How security guards deal with difficult customers Safely

May 15, 2019

How Security Guards Deal with a Difficult Guest Safely


Being a security guard is a tough job, particularly when it comes to dealing with difficult customers. It’s fundamental to both the officer’s integrity and the company image that difficult customers are dealt with respectfully and efficiently. Here are some top tips for security guards when dealing with a difficult guest.

1. Listening is key

This might seem like a challenge if a difficult customer is being loud or unreasonable, but the trick is to always treat them with respect. After all, they might feel they have every right to be acting the way they are, and you won’t know this unless you listen carefully.

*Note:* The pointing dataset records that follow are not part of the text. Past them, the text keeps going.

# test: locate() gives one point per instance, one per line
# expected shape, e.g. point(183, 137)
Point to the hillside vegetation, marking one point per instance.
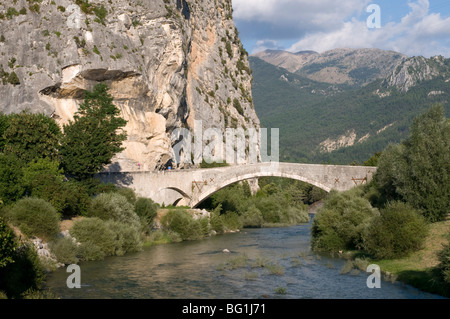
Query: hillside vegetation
point(340, 124)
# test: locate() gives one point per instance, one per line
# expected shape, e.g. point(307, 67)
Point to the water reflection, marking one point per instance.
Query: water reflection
point(196, 270)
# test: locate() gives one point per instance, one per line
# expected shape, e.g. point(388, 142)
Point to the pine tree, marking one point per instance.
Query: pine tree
point(94, 136)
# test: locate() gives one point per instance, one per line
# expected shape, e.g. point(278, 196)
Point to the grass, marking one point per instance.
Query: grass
point(419, 268)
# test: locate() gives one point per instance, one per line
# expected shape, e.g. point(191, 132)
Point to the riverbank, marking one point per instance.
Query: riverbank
point(420, 268)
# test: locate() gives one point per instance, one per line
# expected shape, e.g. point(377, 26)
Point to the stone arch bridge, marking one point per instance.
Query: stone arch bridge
point(192, 186)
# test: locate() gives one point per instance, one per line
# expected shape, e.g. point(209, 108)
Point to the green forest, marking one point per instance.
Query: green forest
point(306, 119)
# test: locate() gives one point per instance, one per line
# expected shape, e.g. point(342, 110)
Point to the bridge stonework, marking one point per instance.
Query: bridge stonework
point(191, 187)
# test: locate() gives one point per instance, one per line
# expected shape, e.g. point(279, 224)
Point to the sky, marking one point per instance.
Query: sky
point(411, 27)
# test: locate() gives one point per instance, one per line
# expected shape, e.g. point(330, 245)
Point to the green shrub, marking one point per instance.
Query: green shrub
point(127, 238)
point(444, 258)
point(252, 218)
point(147, 210)
point(96, 238)
point(128, 193)
point(11, 187)
point(294, 216)
point(398, 231)
point(44, 179)
point(181, 222)
point(65, 250)
point(216, 220)
point(340, 223)
point(7, 244)
point(35, 217)
point(115, 207)
point(24, 274)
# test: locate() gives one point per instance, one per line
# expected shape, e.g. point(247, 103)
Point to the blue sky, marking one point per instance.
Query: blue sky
point(412, 27)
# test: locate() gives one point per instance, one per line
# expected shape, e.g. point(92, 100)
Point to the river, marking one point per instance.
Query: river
point(200, 269)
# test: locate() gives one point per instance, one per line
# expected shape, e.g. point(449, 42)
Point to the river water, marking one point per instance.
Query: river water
point(200, 269)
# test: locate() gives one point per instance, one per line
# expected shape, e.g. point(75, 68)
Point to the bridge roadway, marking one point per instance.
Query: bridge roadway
point(192, 186)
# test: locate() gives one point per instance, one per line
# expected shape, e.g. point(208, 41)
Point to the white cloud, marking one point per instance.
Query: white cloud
point(302, 15)
point(263, 45)
point(418, 33)
point(323, 25)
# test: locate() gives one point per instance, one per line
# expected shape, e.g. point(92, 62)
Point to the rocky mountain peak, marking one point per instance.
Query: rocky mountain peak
point(417, 69)
point(338, 66)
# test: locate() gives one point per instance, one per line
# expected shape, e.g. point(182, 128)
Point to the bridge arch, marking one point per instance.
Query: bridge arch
point(212, 190)
point(172, 196)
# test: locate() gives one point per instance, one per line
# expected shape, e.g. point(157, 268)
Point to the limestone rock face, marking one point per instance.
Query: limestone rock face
point(169, 64)
point(417, 69)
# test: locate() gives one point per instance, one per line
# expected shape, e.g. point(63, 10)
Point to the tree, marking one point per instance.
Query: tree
point(94, 136)
point(4, 123)
point(7, 244)
point(418, 170)
point(11, 188)
point(425, 179)
point(31, 136)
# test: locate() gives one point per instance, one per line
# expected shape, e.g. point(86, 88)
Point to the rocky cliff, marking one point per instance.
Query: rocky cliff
point(415, 70)
point(168, 63)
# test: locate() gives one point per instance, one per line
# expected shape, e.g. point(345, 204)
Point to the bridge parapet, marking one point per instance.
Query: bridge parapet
point(191, 187)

A security guard should make every effort to maintain eye contact with the difficult customer, and to respond as they talk. Showing that you’re actively listening to someone’s issues is a great way to begin calming them down, and shows that you are still treating them with respect.

Benefits of listening to difficult customers 

2. Understand their perspective

This goes hand-in-hand with listening, but a security guard should always be understanding when dealing with difficult customers. By showing empathy, you are demonstrating that this person is worth listening to, and that they have a right to voice their opinions.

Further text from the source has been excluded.